Based on the analysis of the factors influencing the participation and consumption decisions in relation to domestic tourist accommodation using the two-stage decision model, the results of this research might influence the managerial direction in relation to market segmentation. Such information regarding the demand for accommodation under different economic and demographic conditions is useful to hotel managers in that it provides an alternative perspective for market segmentation. Due to the joint effect or differentiated effect of the variable, hotel managers should reconsider characterizing the profile of tourists with the greatest propensity to use accommodation and to find their expenditure patterns. This is fundamental for the development of marketing strategies. The research results lead to the following specific implications: (1) Attention could be paid to expanding the accommodation market targeted at family travelers who may consider taking children on domestic trips during the summer vacation and will choose accommodation. Therefore, entertainment and leisure space, facilities, and activities for children could be improved to develop business opportunities. (2) Faced with an aging society, there is a strong market potential for tourism for the elderly. This group has the lowest intention to use tourist accommodation but has relatively high tourist accommodation expenditure. The planning of a hospitable environment and travel itinerary for elderly travelers could be strengthened to increase accommodation incentives.

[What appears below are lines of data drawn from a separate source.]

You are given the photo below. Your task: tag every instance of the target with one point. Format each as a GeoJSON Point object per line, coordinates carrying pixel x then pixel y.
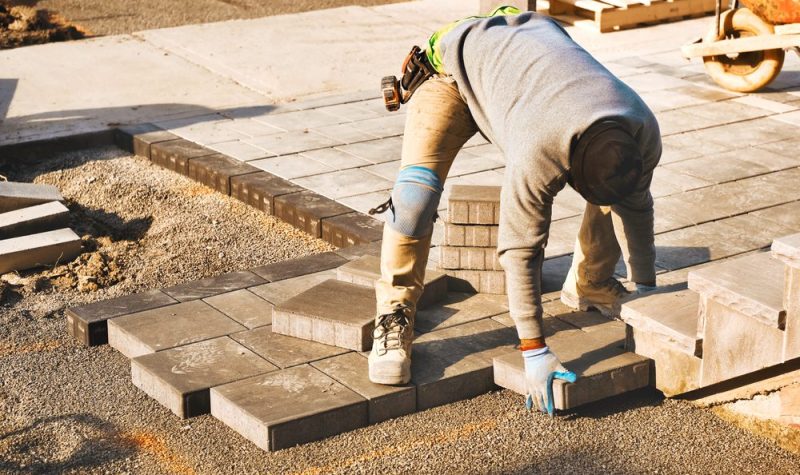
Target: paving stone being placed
{"type": "Point", "coordinates": [88, 323]}
{"type": "Point", "coordinates": [41, 249]}
{"type": "Point", "coordinates": [16, 195]}
{"type": "Point", "coordinates": [472, 204]}
{"type": "Point", "coordinates": [288, 407]}
{"type": "Point", "coordinates": [351, 229]}
{"type": "Point", "coordinates": [243, 306]}
{"type": "Point", "coordinates": [385, 402]}
{"type": "Point", "coordinates": [603, 369]}
{"type": "Point", "coordinates": [33, 219]}
{"type": "Point", "coordinates": [163, 328]}
{"type": "Point", "coordinates": [179, 378]}
{"type": "Point", "coordinates": [220, 284]}
{"type": "Point", "coordinates": [306, 210]}
{"type": "Point", "coordinates": [216, 171]}
{"type": "Point", "coordinates": [366, 270]}
{"type": "Point", "coordinates": [333, 312]}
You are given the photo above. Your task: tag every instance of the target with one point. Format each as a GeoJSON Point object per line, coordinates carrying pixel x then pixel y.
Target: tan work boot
{"type": "Point", "coordinates": [606, 297]}
{"type": "Point", "coordinates": [390, 358]}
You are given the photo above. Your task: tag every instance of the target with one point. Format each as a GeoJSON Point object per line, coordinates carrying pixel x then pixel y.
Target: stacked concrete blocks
{"type": "Point", "coordinates": [469, 251]}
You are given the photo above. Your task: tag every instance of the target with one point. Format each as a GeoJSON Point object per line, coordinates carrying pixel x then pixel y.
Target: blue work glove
{"type": "Point", "coordinates": [541, 368]}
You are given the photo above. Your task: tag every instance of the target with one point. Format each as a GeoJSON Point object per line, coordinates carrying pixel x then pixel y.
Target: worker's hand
{"type": "Point", "coordinates": [541, 368]}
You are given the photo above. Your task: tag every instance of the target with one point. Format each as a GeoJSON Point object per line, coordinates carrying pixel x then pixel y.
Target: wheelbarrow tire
{"type": "Point", "coordinates": [745, 72]}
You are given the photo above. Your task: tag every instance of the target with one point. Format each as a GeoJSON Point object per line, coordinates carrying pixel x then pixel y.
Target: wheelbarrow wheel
{"type": "Point", "coordinates": [743, 72]}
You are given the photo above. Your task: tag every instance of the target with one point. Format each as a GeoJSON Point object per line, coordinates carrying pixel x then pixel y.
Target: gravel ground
{"type": "Point", "coordinates": [69, 409]}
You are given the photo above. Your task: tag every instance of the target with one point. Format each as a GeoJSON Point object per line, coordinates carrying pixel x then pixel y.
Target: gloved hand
{"type": "Point", "coordinates": [541, 368]}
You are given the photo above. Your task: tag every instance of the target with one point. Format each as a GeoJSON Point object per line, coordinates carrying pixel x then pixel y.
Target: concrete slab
{"type": "Point", "coordinates": [333, 312]}
{"type": "Point", "coordinates": [33, 219]}
{"type": "Point", "coordinates": [179, 378]}
{"type": "Point", "coordinates": [385, 402]}
{"type": "Point", "coordinates": [303, 405]}
{"type": "Point", "coordinates": [284, 351]}
{"type": "Point", "coordinates": [166, 327]}
{"type": "Point", "coordinates": [41, 249]}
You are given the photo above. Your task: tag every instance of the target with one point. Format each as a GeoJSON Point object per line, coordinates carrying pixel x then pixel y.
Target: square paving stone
{"type": "Point", "coordinates": [306, 210]}
{"type": "Point", "coordinates": [455, 363]}
{"type": "Point", "coordinates": [221, 284]}
{"type": "Point", "coordinates": [179, 378]}
{"type": "Point", "coordinates": [366, 270]}
{"type": "Point", "coordinates": [260, 189]}
{"type": "Point", "coordinates": [175, 154]}
{"type": "Point", "coordinates": [243, 306]}
{"type": "Point", "coordinates": [163, 328]}
{"type": "Point", "coordinates": [284, 351]}
{"type": "Point", "coordinates": [88, 323]}
{"type": "Point", "coordinates": [333, 312]}
{"type": "Point", "coordinates": [216, 171]}
{"type": "Point", "coordinates": [284, 408]}
{"type": "Point", "coordinates": [300, 266]}
{"type": "Point", "coordinates": [385, 402]}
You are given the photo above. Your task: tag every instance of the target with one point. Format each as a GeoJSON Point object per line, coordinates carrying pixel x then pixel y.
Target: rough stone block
{"type": "Point", "coordinates": [15, 195]}
{"type": "Point", "coordinates": [41, 249]}
{"type": "Point", "coordinates": [220, 284]}
{"type": "Point", "coordinates": [333, 312]}
{"type": "Point", "coordinates": [351, 229]}
{"type": "Point", "coordinates": [33, 219]}
{"type": "Point", "coordinates": [385, 402]}
{"type": "Point", "coordinates": [179, 378]}
{"type": "Point", "coordinates": [88, 323]}
{"type": "Point", "coordinates": [260, 189]}
{"type": "Point", "coordinates": [163, 328]}
{"type": "Point", "coordinates": [676, 372]}
{"type": "Point", "coordinates": [301, 266]}
{"type": "Point", "coordinates": [306, 210]}
{"type": "Point", "coordinates": [483, 281]}
{"type": "Point", "coordinates": [285, 351]}
{"type": "Point", "coordinates": [176, 154]}
{"type": "Point", "coordinates": [603, 369]}
{"type": "Point", "coordinates": [366, 270]}
{"type": "Point", "coordinates": [456, 363]}
{"type": "Point", "coordinates": [243, 306]}
{"type": "Point", "coordinates": [304, 405]}
{"type": "Point", "coordinates": [216, 171]}
{"type": "Point", "coordinates": [472, 204]}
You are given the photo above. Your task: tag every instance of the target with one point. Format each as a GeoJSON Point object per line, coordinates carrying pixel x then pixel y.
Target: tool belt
{"type": "Point", "coordinates": [416, 70]}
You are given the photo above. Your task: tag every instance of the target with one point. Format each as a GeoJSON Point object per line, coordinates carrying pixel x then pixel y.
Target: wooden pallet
{"type": "Point", "coordinates": [612, 15]}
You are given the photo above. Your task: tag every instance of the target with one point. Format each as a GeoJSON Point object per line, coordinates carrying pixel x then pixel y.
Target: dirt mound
{"type": "Point", "coordinates": [23, 25]}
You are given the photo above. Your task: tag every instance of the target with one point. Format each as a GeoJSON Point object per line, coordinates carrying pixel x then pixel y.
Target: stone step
{"type": "Point", "coordinates": [33, 219]}
{"type": "Point", "coordinates": [333, 312]}
{"type": "Point", "coordinates": [366, 270]}
{"type": "Point", "coordinates": [40, 249]}
{"type": "Point", "coordinates": [604, 369]}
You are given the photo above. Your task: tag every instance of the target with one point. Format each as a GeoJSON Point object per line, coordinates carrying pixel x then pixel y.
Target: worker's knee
{"type": "Point", "coordinates": [415, 198]}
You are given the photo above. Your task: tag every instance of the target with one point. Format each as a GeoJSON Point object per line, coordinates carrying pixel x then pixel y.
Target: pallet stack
{"type": "Point", "coordinates": [469, 251]}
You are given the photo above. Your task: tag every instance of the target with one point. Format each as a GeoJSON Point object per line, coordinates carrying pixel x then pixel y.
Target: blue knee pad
{"type": "Point", "coordinates": [415, 198]}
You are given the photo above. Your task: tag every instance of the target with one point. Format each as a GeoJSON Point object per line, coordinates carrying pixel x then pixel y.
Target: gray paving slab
{"type": "Point", "coordinates": [15, 195]}
{"type": "Point", "coordinates": [88, 323]}
{"type": "Point", "coordinates": [285, 351]}
{"type": "Point", "coordinates": [33, 219]}
{"type": "Point", "coordinates": [41, 249]}
{"type": "Point", "coordinates": [455, 363]}
{"type": "Point", "coordinates": [385, 402]}
{"type": "Point", "coordinates": [167, 327]}
{"type": "Point", "coordinates": [180, 378]}
{"type": "Point", "coordinates": [243, 306]}
{"type": "Point", "coordinates": [220, 284]}
{"type": "Point", "coordinates": [333, 312]}
{"type": "Point", "coordinates": [304, 405]}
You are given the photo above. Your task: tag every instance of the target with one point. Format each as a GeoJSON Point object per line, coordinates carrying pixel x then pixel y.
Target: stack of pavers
{"type": "Point", "coordinates": [469, 250]}
{"type": "Point", "coordinates": [33, 227]}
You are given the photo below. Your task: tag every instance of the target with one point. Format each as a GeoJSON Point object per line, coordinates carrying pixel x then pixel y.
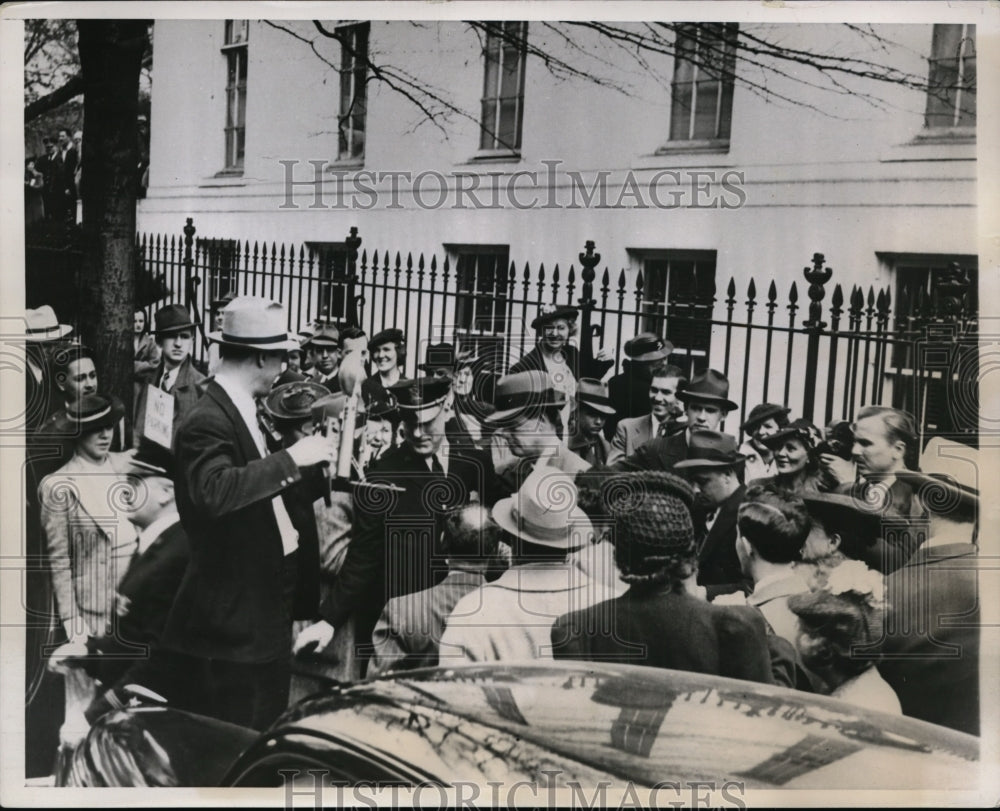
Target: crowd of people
{"type": "Point", "coordinates": [319, 512]}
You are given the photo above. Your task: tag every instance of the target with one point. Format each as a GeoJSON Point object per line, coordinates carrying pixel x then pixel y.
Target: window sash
{"type": "Point", "coordinates": [502, 104]}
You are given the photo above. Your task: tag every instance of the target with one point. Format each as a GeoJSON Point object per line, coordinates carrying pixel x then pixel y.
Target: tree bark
{"type": "Point", "coordinates": [111, 53]}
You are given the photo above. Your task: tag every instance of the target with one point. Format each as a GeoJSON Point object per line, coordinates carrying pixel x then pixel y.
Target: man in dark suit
{"type": "Point", "coordinates": [930, 650]}
{"type": "Point", "coordinates": [714, 466]}
{"type": "Point", "coordinates": [660, 621]}
{"type": "Point", "coordinates": [396, 545]}
{"type": "Point", "coordinates": [175, 373]}
{"type": "Point", "coordinates": [249, 517]}
{"type": "Point", "coordinates": [409, 631]}
{"type": "Point", "coordinates": [706, 403]}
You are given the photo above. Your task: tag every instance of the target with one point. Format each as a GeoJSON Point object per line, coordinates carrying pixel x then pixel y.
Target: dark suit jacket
{"type": "Point", "coordinates": [670, 630]}
{"type": "Point", "coordinates": [935, 672]}
{"type": "Point", "coordinates": [717, 560]}
{"type": "Point", "coordinates": [231, 604]}
{"type": "Point", "coordinates": [660, 453]}
{"type": "Point", "coordinates": [533, 361]}
{"type": "Point", "coordinates": [396, 545]}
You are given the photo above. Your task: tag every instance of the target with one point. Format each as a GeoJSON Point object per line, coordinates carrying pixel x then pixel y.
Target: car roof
{"type": "Point", "coordinates": [645, 725]}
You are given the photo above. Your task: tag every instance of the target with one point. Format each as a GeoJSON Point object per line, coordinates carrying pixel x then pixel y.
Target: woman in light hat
{"type": "Point", "coordinates": [83, 526]}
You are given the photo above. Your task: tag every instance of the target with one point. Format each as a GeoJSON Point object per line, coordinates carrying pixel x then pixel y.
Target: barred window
{"type": "Point", "coordinates": [503, 86]}
{"type": "Point", "coordinates": [353, 92]}
{"type": "Point", "coordinates": [235, 51]}
{"type": "Point", "coordinates": [951, 91]}
{"type": "Point", "coordinates": [702, 87]}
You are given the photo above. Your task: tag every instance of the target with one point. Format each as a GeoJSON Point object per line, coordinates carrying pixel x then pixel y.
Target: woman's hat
{"type": "Point", "coordinates": [762, 413]}
{"type": "Point", "coordinates": [293, 401]}
{"type": "Point", "coordinates": [800, 429]}
{"type": "Point", "coordinates": [593, 394]}
{"type": "Point", "coordinates": [255, 323]}
{"type": "Point", "coordinates": [544, 511]}
{"type": "Point", "coordinates": [42, 325]}
{"type": "Point", "coordinates": [711, 449]}
{"type": "Point", "coordinates": [648, 347]}
{"type": "Point", "coordinates": [92, 412]}
{"type": "Point", "coordinates": [172, 318]}
{"type": "Point", "coordinates": [548, 313]}
{"type": "Point", "coordinates": [522, 391]}
{"type": "Point", "coordinates": [710, 387]}
{"type": "Point", "coordinates": [386, 336]}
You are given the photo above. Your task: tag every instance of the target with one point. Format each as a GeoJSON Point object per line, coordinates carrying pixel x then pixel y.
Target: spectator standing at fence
{"type": "Point", "coordinates": [387, 350]}
{"type": "Point", "coordinates": [660, 621]}
{"type": "Point", "coordinates": [175, 374]}
{"type": "Point", "coordinates": [248, 514]}
{"type": "Point", "coordinates": [408, 633]}
{"type": "Point", "coordinates": [797, 468]}
{"type": "Point", "coordinates": [629, 390]}
{"type": "Point", "coordinates": [706, 403]}
{"type": "Point", "coordinates": [764, 420]}
{"type": "Point", "coordinates": [662, 418]}
{"type": "Point", "coordinates": [885, 444]}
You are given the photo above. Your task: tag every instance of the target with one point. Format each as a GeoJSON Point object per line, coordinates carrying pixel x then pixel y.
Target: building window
{"type": "Point", "coordinates": [677, 297]}
{"type": "Point", "coordinates": [701, 106]}
{"type": "Point", "coordinates": [503, 86]}
{"type": "Point", "coordinates": [328, 264]}
{"type": "Point", "coordinates": [235, 51]}
{"type": "Point", "coordinates": [951, 80]}
{"type": "Point", "coordinates": [353, 92]}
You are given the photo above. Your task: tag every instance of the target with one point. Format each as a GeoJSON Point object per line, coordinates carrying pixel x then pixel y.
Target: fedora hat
{"type": "Point", "coordinates": [42, 325]}
{"type": "Point", "coordinates": [709, 387]}
{"type": "Point", "coordinates": [326, 335]}
{"type": "Point", "coordinates": [648, 347]}
{"type": "Point", "coordinates": [548, 313]}
{"type": "Point", "coordinates": [172, 318]}
{"type": "Point", "coordinates": [293, 401]}
{"type": "Point", "coordinates": [93, 412]}
{"type": "Point", "coordinates": [544, 511]}
{"type": "Point", "coordinates": [760, 414]}
{"type": "Point", "coordinates": [255, 323]}
{"type": "Point", "coordinates": [593, 394]}
{"type": "Point", "coordinates": [709, 449]}
{"type": "Point", "coordinates": [522, 391]}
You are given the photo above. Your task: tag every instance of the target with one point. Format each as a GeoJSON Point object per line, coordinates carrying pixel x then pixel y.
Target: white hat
{"type": "Point", "coordinates": [257, 323]}
{"type": "Point", "coordinates": [42, 325]}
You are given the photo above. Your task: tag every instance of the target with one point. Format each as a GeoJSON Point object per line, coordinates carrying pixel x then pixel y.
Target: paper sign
{"type": "Point", "coordinates": [159, 417]}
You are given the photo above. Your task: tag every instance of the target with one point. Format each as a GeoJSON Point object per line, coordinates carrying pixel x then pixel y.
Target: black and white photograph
{"type": "Point", "coordinates": [499, 404]}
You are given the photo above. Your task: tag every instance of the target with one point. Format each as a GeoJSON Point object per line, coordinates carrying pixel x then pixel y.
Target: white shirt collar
{"type": "Point", "coordinates": [157, 528]}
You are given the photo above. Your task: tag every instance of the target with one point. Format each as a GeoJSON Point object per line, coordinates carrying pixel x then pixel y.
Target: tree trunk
{"type": "Point", "coordinates": [111, 53]}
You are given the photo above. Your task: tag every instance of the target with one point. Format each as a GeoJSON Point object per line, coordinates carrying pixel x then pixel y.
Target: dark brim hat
{"type": "Point", "coordinates": [93, 412]}
{"type": "Point", "coordinates": [294, 401]}
{"type": "Point", "coordinates": [523, 391]}
{"type": "Point", "coordinates": [712, 387]}
{"type": "Point", "coordinates": [549, 313]}
{"type": "Point", "coordinates": [386, 336]}
{"type": "Point", "coordinates": [172, 318]}
{"type": "Point", "coordinates": [648, 347]}
{"type": "Point", "coordinates": [762, 413]}
{"type": "Point", "coordinates": [711, 449]}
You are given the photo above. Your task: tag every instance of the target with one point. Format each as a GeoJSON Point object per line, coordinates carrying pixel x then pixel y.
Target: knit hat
{"type": "Point", "coordinates": [652, 515]}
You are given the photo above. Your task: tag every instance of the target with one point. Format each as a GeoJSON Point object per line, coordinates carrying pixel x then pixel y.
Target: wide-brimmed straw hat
{"type": "Point", "coordinates": [255, 323]}
{"type": "Point", "coordinates": [544, 511]}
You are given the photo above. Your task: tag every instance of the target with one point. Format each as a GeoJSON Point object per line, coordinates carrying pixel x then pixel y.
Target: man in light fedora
{"type": "Point", "coordinates": [715, 468]}
{"type": "Point", "coordinates": [175, 373]}
{"type": "Point", "coordinates": [230, 630]}
{"type": "Point", "coordinates": [628, 390]}
{"type": "Point", "coordinates": [706, 402]}
{"type": "Point", "coordinates": [511, 618]}
{"type": "Point", "coordinates": [661, 418]}
{"type": "Point", "coordinates": [593, 407]}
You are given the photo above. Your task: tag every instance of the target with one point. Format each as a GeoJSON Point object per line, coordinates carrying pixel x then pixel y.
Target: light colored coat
{"type": "Point", "coordinates": [511, 618]}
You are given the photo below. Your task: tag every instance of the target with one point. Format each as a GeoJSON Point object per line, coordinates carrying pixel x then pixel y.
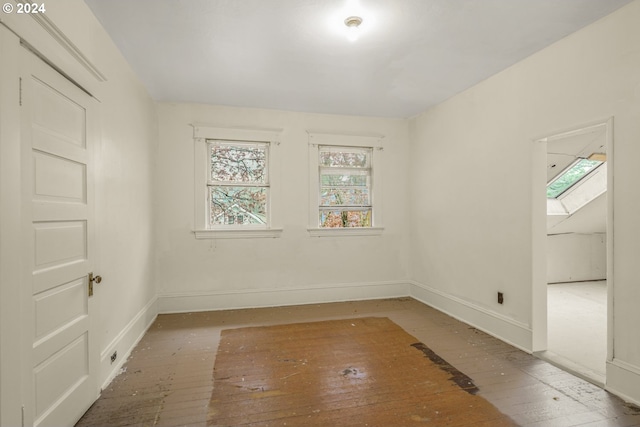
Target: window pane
{"type": "Point", "coordinates": [341, 158]}
{"type": "Point", "coordinates": [238, 205]}
{"type": "Point", "coordinates": [341, 219]}
{"type": "Point", "coordinates": [570, 176]}
{"type": "Point", "coordinates": [333, 178]}
{"type": "Point", "coordinates": [332, 196]}
{"type": "Point", "coordinates": [238, 163]}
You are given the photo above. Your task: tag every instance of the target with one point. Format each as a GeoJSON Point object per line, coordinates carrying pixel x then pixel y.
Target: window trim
{"type": "Point", "coordinates": [203, 135]}
{"type": "Point", "coordinates": [372, 141]}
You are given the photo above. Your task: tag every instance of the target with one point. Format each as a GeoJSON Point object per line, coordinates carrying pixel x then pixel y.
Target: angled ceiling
{"type": "Point", "coordinates": [294, 54]}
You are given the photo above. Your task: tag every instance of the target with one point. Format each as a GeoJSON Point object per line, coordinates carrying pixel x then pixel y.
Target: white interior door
{"type": "Point", "coordinates": [58, 226]}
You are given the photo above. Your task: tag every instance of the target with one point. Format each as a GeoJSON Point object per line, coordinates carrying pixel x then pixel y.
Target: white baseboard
{"type": "Point", "coordinates": [504, 328]}
{"type": "Point", "coordinates": [253, 298]}
{"type": "Point", "coordinates": [623, 379]}
{"type": "Point", "coordinates": [125, 341]}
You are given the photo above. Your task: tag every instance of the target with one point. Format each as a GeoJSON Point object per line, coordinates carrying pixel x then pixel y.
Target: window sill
{"type": "Point", "coordinates": [238, 233]}
{"type": "Point", "coordinates": [342, 232]}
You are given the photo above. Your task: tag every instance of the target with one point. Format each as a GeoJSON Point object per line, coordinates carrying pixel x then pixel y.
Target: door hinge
{"type": "Point", "coordinates": [92, 278]}
{"type": "Point", "coordinates": [90, 284]}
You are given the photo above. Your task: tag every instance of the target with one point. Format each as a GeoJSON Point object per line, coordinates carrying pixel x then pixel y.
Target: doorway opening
{"type": "Point", "coordinates": [574, 253]}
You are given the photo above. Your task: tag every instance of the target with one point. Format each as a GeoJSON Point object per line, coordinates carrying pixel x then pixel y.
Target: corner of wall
{"type": "Point", "coordinates": [124, 343]}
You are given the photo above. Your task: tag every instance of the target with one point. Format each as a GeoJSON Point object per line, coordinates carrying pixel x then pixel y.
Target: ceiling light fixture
{"type": "Point", "coordinates": [352, 23]}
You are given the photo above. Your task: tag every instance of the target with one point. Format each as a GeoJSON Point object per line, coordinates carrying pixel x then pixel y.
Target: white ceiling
{"type": "Point", "coordinates": [294, 55]}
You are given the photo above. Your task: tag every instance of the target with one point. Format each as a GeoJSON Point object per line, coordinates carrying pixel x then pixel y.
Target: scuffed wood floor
{"type": "Point", "coordinates": [168, 380]}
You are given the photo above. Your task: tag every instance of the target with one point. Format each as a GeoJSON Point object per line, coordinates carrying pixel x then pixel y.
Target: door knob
{"type": "Point", "coordinates": [92, 279]}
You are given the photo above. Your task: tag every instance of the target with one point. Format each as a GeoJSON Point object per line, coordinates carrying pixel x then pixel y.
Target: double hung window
{"type": "Point", "coordinates": [345, 184]}
{"type": "Point", "coordinates": [345, 187]}
{"type": "Point", "coordinates": [238, 188]}
{"type": "Point", "coordinates": [237, 191]}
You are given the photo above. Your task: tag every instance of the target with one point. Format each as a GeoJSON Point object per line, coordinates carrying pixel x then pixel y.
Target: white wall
{"type": "Point", "coordinates": [472, 199]}
{"type": "Point", "coordinates": [124, 182]}
{"type": "Point", "coordinates": [575, 257]}
{"type": "Point", "coordinates": [295, 268]}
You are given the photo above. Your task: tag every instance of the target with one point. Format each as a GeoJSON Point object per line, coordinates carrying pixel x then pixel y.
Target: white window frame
{"type": "Point", "coordinates": [204, 136]}
{"type": "Point", "coordinates": [374, 142]}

This research has some limitations. First, the model was developed and validated with data from one area. The research should be replicated to test the proposed model and hypotheses of the present research using samples from other regions and other datasets. The second limitation is that the list of variables may not be exhaustive, and thus further exploration should be encouraged. According to
Isık et al. (
2020), policy-related economic uncertainty plays a significant role in tourists’ vacation plans. Thus, the EPU index could be included as a predictor of tourism demand. Third, the impact of the COVID-19 pandemic on travel should be a topic for further research. Tourism and travel demand were reduced to a minimum level during the period of the pandemic and domestic tourism has been the first to recover as the lockdown gradually ended. A detailed analysis of the variations in the intention to use accommodation and accommodation expenditure may be a valuable topic for future research. Finally, some researchers have broadened the knowledge of tourism expenditure by adopting a new analytical approach (e.g.,
Alfarhan et al. 2022;
Chulaphan and Barahona 2021;
Pellegrini et al. 2021). With regard to the different levels of service and nature of accommodation, many facets of accommodation expenditure decisions may need to be considered, because accommodation expenditure is not a single product but rather a number of interrelated subproducts. Tourists may additionally arrange several subset decisions within accommodation expense types, such as dining, recreational activities, and travel itineraries. In referring to
Park et al. (
2020), the analyses of accommodation expenditure across and within expense types could be addressed in future research. A multi-perspective view of modeling is important for gaining an enhanced understanding of tourism/accommodation expenditure patterns.